State policeman’s complaint about lead exposure not protected under First Amendment

Federal courts have ruled that when an Illinois State Police officer complained about lead exposure on the firing range, his complaint did not raise public health issues and consequently was private and not protected under the First Amendment. -DB

First Amendment Center
January 11, 2010
By David L. Hudson Jr.

An Illinois State Police officer who complained about elevated levels of lead in his workplace has no First Amendment protection, a federal appeals court recently ruled. The court reasoned that the officer’s grievance, filed with his union, was private speech rather than speech on a matter of public concern.

Jimmy Bivens, an officer with the Illinois State Police, began working in October 2003 as the officer overseeing the firing range that provided gun training for officers. By all accounts, he did a good job at improving the facility and its operation.

However, in February 2004 Bivens began experiencing health problems that he thought might be caused by exposure to too much lead at the range. Subsequent tests in March 2004 proved Bivens correct, as his lead levels were highly elevated. He filed a grievance with his state police union about unsafe working conditions. Later in March, the range was closed for nine months.

Bivens continued suffering from health problems, leading him to file a workers’ compensation claim. After receiving some benefits but not as much as he wanted, he filed a lawsuit in federal court, alleging a First Amendment violation. He claimed that state police officials retaliated against him because of his grievance by disciplining him for no reason, disclosing confidential information about him and disseminating false information that he was faking his illness.

The defendants asked a federal court for summary judgment, contending that Bivens’ claim was ruled out by the U.S. Supreme Court’s 2006 decision in Garcetti v. Ceballos. In that decision, the Court ruled that public employees have no First Amendment protection for speech made pursuant in the course of their official job duties. The defendants in Bivens’ suit claimed that his speech about the unsafe lead levels was job-related speech.

U.S. District Judge William Stiehl ruled in favor of the defendants, basing his decision on Garcetti. Stiehl determined that Bivens’s speech “was clearly related to and part of his official duties, and that he was speaking as a private citizen.”

Bivens appealed to the 7th U.S. Circuit Court of Appeals, which also ruled against him — though for a different reason — in a unanimous three-judge panel decision in Bivens v. Trent. Rather than relying on the Garcetti rationale, the 7th Circuit panel concluded in its Jan. 6 ruling that Bivens failed to show that his speech addressed a matter of public concern or importance. In order to establish a valid First Amendment claim, public employees must establish that their speech addresses matters of public interest rather than constituting merely a private grievance.
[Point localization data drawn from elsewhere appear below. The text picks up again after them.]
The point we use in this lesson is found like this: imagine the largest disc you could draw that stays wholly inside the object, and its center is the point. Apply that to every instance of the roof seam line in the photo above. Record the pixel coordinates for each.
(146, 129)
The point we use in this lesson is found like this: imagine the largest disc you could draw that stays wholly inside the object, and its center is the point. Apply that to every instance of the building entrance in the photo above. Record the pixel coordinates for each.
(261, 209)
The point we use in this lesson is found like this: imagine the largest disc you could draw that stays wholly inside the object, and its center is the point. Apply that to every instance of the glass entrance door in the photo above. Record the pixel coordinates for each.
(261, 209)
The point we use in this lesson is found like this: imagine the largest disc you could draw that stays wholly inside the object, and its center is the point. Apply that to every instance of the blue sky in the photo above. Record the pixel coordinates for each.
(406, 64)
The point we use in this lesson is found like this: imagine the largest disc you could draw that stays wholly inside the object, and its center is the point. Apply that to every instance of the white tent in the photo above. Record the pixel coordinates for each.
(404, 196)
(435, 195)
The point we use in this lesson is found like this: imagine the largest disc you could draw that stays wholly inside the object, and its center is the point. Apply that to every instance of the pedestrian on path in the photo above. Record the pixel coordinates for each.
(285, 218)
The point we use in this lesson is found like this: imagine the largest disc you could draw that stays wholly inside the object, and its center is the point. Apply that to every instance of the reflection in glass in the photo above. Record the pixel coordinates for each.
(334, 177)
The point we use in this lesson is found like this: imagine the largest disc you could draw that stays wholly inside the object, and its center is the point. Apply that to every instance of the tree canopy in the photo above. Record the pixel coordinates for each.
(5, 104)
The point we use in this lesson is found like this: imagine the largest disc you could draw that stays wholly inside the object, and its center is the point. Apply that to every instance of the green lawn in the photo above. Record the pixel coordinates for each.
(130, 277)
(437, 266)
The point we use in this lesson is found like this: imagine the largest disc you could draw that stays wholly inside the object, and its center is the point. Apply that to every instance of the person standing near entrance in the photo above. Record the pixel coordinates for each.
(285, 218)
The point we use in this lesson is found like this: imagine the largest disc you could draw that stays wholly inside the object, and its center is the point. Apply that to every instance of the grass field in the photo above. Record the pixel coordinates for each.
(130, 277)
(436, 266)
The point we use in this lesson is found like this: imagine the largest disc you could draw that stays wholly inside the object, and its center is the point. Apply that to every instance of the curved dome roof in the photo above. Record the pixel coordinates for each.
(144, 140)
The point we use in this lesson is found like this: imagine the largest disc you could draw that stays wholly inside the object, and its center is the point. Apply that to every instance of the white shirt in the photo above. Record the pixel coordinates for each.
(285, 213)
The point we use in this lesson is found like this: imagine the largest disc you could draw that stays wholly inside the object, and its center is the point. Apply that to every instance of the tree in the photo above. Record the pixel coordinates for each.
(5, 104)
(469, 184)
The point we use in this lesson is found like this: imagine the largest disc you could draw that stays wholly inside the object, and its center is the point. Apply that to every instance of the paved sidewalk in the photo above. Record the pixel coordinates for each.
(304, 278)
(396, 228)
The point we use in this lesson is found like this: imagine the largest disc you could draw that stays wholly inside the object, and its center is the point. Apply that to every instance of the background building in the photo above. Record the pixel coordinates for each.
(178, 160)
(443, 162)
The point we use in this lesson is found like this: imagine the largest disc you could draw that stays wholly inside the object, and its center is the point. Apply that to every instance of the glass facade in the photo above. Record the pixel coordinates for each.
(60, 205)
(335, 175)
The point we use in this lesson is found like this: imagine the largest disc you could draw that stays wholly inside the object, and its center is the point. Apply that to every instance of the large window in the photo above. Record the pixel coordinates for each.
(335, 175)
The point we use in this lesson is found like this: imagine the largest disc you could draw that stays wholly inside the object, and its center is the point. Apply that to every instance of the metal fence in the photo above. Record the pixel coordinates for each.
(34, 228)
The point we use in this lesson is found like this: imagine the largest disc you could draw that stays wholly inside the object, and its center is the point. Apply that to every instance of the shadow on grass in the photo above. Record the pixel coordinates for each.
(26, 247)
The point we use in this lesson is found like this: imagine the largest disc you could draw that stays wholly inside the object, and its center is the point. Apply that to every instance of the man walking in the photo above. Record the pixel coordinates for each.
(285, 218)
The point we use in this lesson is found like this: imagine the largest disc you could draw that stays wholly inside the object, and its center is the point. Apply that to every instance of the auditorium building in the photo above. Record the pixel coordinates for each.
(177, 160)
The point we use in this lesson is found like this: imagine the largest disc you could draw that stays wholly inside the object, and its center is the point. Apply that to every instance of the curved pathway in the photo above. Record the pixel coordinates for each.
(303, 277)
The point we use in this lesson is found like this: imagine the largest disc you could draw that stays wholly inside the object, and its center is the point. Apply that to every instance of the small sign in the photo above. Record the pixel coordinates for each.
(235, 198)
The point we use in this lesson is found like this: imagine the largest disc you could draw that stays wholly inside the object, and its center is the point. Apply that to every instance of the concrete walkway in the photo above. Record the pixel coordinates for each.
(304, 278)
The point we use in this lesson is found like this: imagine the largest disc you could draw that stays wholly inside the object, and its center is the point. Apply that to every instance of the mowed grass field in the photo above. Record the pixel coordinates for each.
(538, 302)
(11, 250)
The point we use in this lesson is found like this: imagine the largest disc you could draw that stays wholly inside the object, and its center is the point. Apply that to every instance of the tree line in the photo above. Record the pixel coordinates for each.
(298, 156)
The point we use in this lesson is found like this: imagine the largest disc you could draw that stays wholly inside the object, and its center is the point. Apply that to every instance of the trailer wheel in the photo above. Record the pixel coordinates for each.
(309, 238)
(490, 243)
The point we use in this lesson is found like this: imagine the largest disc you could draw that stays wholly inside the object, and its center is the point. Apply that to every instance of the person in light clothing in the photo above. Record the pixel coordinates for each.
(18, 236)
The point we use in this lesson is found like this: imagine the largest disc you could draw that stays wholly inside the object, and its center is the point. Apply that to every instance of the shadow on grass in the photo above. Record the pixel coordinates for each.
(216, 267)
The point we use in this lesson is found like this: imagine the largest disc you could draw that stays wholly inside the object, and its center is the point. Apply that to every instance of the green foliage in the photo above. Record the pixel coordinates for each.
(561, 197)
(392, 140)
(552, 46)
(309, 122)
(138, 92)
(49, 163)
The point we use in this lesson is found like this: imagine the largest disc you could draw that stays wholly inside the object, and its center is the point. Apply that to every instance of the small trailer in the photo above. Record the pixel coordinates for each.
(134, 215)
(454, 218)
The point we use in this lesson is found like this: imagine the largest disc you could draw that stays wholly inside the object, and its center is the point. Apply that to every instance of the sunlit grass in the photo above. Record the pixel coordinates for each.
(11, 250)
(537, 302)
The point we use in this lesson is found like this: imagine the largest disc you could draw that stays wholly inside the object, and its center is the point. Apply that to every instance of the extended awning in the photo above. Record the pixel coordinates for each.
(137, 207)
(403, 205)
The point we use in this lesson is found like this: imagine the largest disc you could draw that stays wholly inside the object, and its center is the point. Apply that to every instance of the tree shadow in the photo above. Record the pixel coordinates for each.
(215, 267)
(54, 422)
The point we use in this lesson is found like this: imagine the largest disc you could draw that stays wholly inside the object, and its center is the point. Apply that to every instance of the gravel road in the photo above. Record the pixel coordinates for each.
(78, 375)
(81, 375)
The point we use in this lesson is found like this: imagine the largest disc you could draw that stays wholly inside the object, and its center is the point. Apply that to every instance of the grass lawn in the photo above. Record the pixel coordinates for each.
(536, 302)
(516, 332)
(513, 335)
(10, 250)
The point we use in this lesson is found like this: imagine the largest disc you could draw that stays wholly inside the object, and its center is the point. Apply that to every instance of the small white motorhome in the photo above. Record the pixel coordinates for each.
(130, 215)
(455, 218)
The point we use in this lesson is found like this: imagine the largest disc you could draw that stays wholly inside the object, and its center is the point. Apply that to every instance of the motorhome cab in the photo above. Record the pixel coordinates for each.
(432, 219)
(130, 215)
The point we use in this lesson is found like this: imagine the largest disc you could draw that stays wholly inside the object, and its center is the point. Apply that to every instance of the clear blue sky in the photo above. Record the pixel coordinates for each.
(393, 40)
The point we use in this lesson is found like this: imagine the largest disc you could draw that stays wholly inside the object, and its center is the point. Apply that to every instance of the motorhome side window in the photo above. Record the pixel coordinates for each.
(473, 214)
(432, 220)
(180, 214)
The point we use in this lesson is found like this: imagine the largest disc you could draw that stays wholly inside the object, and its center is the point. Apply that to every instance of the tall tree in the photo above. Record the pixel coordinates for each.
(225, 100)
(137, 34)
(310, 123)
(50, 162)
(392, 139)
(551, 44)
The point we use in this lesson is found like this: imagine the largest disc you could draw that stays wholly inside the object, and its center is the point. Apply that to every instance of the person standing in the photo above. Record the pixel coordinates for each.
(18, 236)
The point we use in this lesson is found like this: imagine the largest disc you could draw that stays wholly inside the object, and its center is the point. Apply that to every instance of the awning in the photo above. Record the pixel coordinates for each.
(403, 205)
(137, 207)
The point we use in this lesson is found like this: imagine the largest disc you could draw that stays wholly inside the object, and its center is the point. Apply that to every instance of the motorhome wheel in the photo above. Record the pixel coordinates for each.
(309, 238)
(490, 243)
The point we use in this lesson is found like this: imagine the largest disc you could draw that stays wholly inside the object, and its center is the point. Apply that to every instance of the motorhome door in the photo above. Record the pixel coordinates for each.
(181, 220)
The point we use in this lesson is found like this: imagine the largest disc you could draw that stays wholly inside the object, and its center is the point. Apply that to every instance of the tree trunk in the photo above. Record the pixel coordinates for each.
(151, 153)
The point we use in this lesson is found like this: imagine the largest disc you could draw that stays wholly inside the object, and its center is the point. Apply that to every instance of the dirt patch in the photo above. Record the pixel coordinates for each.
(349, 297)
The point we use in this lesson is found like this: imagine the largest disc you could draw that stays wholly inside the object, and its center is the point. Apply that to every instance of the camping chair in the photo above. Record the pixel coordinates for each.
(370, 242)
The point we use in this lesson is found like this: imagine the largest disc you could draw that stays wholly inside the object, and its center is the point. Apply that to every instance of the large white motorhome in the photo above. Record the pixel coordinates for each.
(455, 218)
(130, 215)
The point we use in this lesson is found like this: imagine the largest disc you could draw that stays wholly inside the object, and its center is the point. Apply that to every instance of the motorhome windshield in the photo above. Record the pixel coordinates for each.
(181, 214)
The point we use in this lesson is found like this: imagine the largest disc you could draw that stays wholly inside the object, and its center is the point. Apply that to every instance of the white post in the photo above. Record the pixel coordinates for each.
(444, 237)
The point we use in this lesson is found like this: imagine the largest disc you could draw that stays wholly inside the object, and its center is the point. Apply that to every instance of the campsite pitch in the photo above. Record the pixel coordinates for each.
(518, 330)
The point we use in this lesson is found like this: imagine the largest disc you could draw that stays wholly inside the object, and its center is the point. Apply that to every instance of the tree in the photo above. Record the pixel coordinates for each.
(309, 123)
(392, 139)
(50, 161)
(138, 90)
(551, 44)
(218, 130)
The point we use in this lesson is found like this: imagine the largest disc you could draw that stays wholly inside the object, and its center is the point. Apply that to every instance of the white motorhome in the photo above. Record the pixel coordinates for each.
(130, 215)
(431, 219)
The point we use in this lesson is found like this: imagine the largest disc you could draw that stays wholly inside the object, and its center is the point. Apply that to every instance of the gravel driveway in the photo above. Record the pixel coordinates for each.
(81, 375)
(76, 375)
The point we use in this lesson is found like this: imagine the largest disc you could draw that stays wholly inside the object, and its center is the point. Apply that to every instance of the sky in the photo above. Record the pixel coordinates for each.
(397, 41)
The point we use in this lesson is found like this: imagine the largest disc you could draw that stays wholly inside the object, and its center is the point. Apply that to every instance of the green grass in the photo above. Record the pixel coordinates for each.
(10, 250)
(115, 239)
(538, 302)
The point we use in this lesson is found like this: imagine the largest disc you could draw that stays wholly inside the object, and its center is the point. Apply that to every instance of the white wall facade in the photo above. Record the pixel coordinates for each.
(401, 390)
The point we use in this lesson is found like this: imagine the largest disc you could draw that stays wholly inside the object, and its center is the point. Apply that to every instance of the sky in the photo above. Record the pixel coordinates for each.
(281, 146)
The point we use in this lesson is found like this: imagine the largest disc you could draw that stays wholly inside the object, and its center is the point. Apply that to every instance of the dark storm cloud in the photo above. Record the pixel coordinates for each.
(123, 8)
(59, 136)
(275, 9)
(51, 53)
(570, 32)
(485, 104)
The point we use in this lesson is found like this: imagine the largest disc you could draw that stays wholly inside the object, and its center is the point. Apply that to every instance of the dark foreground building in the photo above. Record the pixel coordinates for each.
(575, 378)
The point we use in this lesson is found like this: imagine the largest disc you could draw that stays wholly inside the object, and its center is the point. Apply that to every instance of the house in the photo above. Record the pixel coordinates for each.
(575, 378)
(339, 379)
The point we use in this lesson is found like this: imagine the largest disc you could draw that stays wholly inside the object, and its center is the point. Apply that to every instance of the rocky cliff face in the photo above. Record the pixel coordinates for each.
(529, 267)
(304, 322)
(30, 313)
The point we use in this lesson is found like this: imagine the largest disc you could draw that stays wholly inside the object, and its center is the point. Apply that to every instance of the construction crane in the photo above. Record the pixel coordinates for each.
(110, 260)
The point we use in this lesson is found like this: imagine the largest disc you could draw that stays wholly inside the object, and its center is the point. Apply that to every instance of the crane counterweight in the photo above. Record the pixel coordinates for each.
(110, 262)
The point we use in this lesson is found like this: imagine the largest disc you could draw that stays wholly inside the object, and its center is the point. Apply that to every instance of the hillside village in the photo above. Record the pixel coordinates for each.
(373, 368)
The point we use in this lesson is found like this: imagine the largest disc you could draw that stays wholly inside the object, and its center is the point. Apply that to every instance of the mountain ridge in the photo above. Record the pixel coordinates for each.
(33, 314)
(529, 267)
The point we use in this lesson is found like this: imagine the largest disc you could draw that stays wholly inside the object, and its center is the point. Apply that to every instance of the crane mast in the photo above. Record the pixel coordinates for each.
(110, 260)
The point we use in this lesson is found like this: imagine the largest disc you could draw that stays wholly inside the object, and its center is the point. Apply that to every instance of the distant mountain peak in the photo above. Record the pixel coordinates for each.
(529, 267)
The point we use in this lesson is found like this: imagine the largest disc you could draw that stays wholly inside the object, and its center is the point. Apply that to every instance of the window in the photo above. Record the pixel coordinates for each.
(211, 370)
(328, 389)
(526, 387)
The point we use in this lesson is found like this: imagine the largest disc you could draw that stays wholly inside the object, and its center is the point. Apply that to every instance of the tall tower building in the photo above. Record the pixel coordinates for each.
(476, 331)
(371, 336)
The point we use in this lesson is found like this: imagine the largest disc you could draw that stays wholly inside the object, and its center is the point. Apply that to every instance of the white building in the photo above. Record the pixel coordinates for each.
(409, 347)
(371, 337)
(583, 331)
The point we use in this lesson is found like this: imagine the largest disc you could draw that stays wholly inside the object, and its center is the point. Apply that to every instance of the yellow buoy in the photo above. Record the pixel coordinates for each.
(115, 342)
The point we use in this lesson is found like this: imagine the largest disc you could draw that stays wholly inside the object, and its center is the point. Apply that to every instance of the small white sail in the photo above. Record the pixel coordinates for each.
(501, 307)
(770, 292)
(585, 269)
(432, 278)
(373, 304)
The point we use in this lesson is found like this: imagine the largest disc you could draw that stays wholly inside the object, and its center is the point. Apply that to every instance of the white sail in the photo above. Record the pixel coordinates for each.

Courts look at the form, context and particular content of an employee’s speech to make this “public concern” determination. The panel first noted that the form of Bivens’ speech was a “union grievance that was entirely internal to the ISP [Illinois State Police].” With respect to context, the panel noted that “the grievance arose as a result of Bivens’s own illness and detailed his own exposure to environmental lead at the firing range.” With respect to content, the panel noted that the grievance “made no reference to potential safety issues for the public and did not even suggest that the lead levels were high enough to endanger the public during occasional use.”

The panel concluded: “Because Bivens’s internal grievance was on a matter of purely private interest, addressing only the effect of lead contamination on himself and his work environment, it did not raise a matter of public concern and is not protected by the First Amendment.”